Ils ont surtout été conseillés par le leader Simon Jolin-barrette, qui agira comme chef d’orchestre à la période de questions, et des élus d’expérience comme Éric Caire.
Les caquistes doivent sentir la pression monter à quelques jours du lancement des hostilités. On a beau dire que des améliorations peuvent être apportées graduellement, reste qu’on a toujours une seule chance de faire une première bonne impression.
BANQUET POUR L’OPPOSITION ?
Dans les banquettes de l’opposition, on retrouve 17 ex-ministres rompus aux principaux dossiers et à la bataille partisane.
Sans pavoiser, des vétérans ont un sourire en coin lorsqu’on leur demande leur appréciation des premiers pas de certains caquistes sur la place publique.

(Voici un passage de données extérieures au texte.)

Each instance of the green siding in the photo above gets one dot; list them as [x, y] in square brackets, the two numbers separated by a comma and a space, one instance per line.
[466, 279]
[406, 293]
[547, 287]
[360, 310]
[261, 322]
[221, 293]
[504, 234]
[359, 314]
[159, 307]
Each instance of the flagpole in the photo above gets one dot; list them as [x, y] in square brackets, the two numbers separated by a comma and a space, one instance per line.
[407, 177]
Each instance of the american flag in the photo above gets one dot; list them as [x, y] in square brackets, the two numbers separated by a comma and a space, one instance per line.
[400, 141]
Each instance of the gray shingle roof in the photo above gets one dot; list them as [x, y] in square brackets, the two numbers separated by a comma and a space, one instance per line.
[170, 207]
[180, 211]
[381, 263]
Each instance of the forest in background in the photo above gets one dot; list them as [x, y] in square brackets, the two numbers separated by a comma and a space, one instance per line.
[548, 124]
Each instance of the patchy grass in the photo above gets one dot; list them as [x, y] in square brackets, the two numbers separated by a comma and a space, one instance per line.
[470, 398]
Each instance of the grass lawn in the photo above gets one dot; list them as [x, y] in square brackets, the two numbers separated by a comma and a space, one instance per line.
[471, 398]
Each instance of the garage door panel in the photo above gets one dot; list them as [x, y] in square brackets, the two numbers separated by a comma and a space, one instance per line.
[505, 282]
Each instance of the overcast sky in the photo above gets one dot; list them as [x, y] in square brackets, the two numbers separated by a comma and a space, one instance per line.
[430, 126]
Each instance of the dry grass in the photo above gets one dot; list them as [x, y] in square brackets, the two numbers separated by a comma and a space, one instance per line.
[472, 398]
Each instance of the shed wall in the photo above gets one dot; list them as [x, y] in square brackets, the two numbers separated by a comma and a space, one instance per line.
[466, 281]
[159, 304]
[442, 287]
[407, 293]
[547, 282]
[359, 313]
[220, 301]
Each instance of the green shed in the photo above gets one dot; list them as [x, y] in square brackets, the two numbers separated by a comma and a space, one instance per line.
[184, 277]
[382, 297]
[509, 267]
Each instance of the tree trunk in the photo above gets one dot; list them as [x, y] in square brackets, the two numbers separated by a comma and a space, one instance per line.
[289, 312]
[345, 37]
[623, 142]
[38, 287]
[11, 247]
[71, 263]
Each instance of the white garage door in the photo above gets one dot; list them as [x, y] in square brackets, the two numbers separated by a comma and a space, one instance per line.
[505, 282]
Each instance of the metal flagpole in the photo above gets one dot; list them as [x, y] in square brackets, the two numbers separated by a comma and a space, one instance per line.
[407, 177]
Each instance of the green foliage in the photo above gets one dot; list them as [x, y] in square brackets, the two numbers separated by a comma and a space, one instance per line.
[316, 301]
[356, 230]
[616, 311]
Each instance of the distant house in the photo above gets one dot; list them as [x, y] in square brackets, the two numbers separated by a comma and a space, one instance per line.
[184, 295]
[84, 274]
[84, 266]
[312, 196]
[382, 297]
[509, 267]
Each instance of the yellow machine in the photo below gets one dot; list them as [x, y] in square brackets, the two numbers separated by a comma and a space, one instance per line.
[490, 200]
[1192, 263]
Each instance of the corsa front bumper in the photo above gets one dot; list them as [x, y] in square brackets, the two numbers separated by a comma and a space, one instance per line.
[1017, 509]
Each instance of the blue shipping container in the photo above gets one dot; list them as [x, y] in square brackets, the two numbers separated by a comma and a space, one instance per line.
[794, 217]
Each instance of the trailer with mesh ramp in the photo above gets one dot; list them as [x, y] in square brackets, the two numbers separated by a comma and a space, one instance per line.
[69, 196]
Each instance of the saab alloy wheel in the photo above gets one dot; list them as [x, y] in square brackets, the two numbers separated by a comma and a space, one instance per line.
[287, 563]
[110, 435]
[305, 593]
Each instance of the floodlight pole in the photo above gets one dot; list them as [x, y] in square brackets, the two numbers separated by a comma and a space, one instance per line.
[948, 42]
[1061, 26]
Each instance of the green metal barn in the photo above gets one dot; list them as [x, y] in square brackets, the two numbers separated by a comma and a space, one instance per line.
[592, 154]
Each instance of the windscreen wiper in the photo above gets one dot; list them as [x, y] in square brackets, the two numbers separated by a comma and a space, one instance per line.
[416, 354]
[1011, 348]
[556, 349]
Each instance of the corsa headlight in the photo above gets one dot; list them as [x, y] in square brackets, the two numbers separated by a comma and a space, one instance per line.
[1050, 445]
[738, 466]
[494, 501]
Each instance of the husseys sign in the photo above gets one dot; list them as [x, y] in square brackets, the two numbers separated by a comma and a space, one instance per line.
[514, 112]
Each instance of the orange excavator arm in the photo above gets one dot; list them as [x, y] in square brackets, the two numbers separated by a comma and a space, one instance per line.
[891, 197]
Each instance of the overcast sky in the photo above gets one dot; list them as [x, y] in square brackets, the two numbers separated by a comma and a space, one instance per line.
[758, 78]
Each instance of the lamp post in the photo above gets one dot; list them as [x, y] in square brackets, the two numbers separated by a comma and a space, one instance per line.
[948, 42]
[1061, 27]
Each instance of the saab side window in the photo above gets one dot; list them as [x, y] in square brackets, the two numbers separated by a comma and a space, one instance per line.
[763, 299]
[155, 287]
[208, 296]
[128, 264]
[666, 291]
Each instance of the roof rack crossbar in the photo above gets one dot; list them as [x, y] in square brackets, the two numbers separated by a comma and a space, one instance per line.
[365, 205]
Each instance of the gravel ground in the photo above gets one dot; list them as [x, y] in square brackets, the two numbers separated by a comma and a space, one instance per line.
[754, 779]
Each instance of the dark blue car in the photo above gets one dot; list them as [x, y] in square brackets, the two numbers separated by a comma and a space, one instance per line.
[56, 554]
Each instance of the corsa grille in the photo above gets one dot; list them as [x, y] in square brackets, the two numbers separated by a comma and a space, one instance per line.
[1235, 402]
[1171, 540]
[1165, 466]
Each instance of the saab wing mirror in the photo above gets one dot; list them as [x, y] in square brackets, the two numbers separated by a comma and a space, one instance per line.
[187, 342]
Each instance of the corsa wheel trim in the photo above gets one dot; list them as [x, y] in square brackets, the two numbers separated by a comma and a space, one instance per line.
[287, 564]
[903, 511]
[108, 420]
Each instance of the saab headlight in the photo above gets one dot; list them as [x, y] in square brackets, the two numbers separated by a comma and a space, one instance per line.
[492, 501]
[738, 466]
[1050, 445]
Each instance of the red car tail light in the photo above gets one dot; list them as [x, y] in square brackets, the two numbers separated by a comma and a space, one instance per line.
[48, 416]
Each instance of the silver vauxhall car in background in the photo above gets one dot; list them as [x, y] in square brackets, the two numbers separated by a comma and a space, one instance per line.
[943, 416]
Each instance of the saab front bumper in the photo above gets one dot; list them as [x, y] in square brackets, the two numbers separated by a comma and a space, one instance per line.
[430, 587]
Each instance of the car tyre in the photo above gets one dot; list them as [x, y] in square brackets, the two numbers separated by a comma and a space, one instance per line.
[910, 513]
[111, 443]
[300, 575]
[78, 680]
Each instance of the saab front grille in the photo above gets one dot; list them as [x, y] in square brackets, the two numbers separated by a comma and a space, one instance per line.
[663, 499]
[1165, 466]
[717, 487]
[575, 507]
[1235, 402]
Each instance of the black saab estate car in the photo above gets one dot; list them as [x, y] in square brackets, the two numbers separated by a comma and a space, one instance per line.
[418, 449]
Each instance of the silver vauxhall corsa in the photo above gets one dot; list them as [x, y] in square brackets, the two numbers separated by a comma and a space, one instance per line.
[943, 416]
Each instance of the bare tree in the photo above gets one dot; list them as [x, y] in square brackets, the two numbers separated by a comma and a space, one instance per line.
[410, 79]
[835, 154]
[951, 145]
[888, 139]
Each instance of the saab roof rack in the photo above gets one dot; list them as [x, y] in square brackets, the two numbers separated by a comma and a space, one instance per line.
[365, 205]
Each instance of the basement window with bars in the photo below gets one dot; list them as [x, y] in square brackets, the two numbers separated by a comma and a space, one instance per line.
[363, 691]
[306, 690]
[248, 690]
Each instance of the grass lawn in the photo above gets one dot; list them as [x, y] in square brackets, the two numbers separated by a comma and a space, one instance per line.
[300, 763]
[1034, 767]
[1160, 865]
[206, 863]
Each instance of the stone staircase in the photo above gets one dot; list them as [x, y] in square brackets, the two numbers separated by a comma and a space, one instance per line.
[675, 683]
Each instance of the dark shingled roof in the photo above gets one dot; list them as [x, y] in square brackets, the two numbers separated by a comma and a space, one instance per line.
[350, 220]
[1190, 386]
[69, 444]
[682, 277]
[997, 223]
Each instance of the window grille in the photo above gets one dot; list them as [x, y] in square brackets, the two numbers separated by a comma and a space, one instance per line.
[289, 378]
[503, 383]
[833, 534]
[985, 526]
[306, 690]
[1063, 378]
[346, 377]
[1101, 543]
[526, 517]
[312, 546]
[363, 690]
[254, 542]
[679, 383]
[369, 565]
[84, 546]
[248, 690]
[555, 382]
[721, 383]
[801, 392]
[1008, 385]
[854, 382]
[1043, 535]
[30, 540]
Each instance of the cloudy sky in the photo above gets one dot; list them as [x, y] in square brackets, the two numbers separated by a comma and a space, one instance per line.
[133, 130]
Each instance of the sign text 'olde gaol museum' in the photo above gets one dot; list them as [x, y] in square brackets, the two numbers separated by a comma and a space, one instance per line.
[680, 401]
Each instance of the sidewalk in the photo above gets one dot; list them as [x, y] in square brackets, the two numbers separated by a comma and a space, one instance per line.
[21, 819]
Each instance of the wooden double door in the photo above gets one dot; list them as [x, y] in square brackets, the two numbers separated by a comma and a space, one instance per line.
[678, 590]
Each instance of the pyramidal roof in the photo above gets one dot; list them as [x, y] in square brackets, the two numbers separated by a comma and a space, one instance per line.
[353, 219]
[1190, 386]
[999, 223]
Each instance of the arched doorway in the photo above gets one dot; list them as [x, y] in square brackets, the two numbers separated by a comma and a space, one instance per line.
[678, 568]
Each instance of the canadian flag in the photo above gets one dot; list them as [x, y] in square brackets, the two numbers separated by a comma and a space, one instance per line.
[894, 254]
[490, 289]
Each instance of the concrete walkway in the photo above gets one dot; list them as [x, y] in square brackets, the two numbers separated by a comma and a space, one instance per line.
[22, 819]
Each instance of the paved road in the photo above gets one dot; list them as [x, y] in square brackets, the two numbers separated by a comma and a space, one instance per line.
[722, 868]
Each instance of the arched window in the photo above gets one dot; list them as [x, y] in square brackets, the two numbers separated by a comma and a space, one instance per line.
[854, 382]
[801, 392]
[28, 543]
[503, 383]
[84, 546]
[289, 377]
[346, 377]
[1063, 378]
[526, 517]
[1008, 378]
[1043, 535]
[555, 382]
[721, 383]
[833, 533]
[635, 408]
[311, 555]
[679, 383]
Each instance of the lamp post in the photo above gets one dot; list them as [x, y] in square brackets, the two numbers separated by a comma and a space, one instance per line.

« À ce que je vois depuis un mois, le travail, ça ne s’improvise pas. Il y en a qui n’ont pas assimilé le style et la matière [si j’étais de leur bord] je ne serais pas rassuré », résume l’un d’entre eux qui affûte ses couteaux.
« Oui, à la période de questions, on verra si certains qui ont eu l’air bien hésitants jusqu’ici ont eu le temps de se renchausser », a renchéri un autre.
Pour ceux qui n’ont jamais connu le feu nourri de la joute parlementaire, il peut être plus difficile de faire face à une question imprévisible, plutôt que répondre à la controverse du jour, pour laquelle les services de communication ont prémâché des « lignes ».
La tâche paraît colossale pour quelqu’un comme la ministre des Affaires municipales, Andrée Laforest, pointe un adversaire, parce qu’elle n’a aucune expérience politique et ne provient pas du monde municipal.
« Il y a de l’anxiété dans le milieu, est-ce qu’elle connaît la multitude d’organismes, les acronymes, les programmes ? », questionne un joueur d’importance de l’opposition.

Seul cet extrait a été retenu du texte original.